Liquidity and Capital Resources

     Cash provided by operating activities before changes in operating assets
and liabilities for the nine months ended September 30, 2001 was $1.3 billion
compared with $1.5 billion for the same period last year. Changes in operating
assets and liabilities provided $274 million in the first nine months of 2001
compared to using $168 million in the first nine months of 2000. Changes in
operating assets and liabilities for the current period were caused by
fluctuations in working capital and the collection of significant
under-recovered fuel charges in the 2001 period.

     Cash used in financing activities in the first nine months of 2001 was $618
million compared with $774 million in the first nine months of 2000. Financing
activities in the first nine months of 2001 included the repurchase of $629
million of common stock from TXU Corp. (TXU), the issuance of $521 million of
long-term debt, the retirement of $302 million of long-term debt and the
repayment of $187 million in advances to TXU.


                                       17


     Cash used in investing activities for the first nine months of 2001 totaled
$594 million versus $520 million for the same period in 2000. Capital
expenditures were $581 million and $458 million for the first nine months of
2001 and 2000, respectively. The increase in capital expenditures in the 2001
includes $100 million for projects to ease transmission congestion.

     At September 30, 2001, TXU Electric had no borrowings outstanding under the
US Credit Agreements described in Note 4 of TXU Electric's Annual Report on Form
10-K (2000 Form 10-K). Letters of credit outstanding under the US Credit
Agreements totaled $251 million for TXU Electric.

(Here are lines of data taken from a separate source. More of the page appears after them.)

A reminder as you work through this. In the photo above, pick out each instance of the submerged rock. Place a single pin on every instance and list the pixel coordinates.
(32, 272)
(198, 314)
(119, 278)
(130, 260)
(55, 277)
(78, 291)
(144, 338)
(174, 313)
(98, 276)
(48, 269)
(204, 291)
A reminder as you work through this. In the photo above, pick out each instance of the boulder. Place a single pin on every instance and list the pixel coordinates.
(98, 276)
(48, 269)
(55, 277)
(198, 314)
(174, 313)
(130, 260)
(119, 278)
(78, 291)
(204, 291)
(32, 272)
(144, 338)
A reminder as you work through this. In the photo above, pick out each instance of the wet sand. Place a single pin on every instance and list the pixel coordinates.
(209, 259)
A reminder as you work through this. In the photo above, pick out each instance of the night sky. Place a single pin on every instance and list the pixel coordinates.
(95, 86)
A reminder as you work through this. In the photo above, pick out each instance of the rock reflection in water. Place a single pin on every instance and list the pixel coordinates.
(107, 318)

The US Credit Agreements
primarily support commercial paper borrowings of TXU.

     On September 11, 2001, TXU Electric announced details of its restructuring
and refinancing plan pursuant to the requirements of the 1999 Restructuring
Legislation. On January 1, 2002, TXU Electric's businesses will be restructured
into a regulated transmission and distribution (T&D) utility business and an
unregulated merchant energy business. The merchant energy business will include
power generation, energy trading and portfolio management operations and a
retail electric provider (REP) operations.

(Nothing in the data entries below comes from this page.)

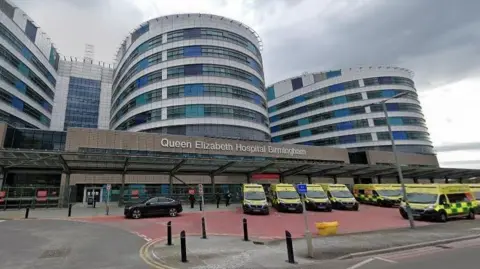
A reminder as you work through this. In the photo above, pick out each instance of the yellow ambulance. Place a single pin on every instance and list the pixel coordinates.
(286, 198)
(378, 194)
(254, 199)
(317, 199)
(475, 188)
(439, 202)
(340, 196)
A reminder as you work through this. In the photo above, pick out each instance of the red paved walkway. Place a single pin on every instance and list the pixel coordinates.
(273, 226)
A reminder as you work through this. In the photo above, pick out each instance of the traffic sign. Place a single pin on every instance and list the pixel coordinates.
(302, 188)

     Under the debt restructure and refinancing plan, TXU Electric's tax-exempt
bond obligations will be assigned to TXU Energy Company (TXU Energy), a company
to be formed as a wholly-owned subsidiary of TXU Electric. TXU Energy will be a
holding company for TXU Electric's merchant energy business. It has an
indicative credit rating of BBB+ from Standard & Poors.

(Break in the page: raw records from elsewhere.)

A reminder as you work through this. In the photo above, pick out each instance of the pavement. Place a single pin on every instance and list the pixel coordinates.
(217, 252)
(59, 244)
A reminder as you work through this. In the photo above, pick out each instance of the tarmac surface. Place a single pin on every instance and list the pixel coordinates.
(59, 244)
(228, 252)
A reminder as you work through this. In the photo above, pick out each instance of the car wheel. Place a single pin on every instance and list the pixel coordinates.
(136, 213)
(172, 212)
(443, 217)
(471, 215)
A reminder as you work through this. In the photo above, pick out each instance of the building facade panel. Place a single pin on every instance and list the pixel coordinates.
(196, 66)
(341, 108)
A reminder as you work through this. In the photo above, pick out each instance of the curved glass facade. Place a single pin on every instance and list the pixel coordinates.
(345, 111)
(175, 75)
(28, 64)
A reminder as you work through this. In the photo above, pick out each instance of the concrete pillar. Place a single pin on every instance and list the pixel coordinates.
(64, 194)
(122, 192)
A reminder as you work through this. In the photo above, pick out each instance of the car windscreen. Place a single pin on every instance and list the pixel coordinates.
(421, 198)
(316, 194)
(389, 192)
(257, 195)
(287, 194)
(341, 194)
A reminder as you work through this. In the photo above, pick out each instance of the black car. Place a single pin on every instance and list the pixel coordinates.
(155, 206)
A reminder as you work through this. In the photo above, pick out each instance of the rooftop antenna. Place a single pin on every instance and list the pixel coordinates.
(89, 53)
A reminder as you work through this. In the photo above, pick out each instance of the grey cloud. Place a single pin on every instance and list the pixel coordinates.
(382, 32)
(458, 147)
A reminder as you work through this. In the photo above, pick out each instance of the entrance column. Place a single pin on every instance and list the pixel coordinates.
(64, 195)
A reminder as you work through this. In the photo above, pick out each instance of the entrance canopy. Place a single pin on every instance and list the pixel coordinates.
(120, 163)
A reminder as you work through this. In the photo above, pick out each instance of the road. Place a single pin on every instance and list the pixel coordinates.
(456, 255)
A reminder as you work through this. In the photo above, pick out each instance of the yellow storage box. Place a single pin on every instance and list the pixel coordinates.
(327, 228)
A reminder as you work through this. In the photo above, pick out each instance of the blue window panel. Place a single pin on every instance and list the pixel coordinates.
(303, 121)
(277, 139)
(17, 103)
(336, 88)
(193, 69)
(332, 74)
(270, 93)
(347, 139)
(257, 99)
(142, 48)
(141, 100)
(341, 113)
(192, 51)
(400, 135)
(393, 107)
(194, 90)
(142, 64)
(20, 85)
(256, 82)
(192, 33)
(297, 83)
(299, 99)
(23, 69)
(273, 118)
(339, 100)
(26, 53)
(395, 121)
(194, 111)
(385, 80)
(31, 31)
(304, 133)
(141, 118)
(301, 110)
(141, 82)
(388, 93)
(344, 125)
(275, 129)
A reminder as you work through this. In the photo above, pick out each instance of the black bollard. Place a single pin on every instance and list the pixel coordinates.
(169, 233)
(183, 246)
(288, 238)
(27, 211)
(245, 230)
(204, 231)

     TXU Electric will retain its preferred stock, unsecured debt and preferred
securities or have those securities assumed by TXU Generation or TXU Energy. TXU
Electric expects that its first mortgage bonds outstanding on January 1, 2002
will be assumed by TXU T&D.

     In August 2001, TXU Electric announced a tender offer program for twelve
series of outstanding tax-exempt bonds aggregating $682 million. The bonds,
issued by the Brazos River Authority and the Sabine River Authority of Texas,
funded a portion of certain pollution control facilities at TXU Electric's
electric generating stations. The tender offer expired October 30, 2001; and
$385 million of the bonds were tendered and accepted for purchase. TXU Electric
expects to redeem all the bonds that were not tendered. TXU Electric expects to
fund the purchase of the tendered and redeemed bonds with the proceeds from new
tax-exempt bonds to be issued through the Brazos and Sabine River Authorities.

     TXU Electric expects to refund $485 million additional tax-exempt bonds
issued by the Brazos and Sabine River Authorities in the fourth quarter with the
proceeds of new tax-exempt bonds issued through those authorities.

     On October 26, 2001, TXU Electric announced the completion of tender offer
and waiver solicitation programs, for the following securities, payment for
which was made on November 1, 2001:



     Security                            Outstanding Principal Amount           Principal Amount Tendered
     --------                            ----------------------------           -------------------------
                                                                                 
     7.17% Debentures...............                $300 million                       $290 million

     TXU Electric Capital IV
     Floating Rate Capital
     Securities.....................                $100 million                       $99 million

     TXU Electric Capital V
     8.175% Capital Securities......                $400 million                       $392 million


     The original terms of these securities would have required a transfer of
TXU Electric's obligations or the addition of another obligor under the
securities upon the restructuring of TXU Electric. The waivers received in
connection with the tenders permit TXU Electric to continue alone as obligor.

     It is estimated that the debt restructuring process will result in one-time
charges to TXU Electric earnings of between $70 million and $100 million
(after-tax) in the fourth quarter of 2001.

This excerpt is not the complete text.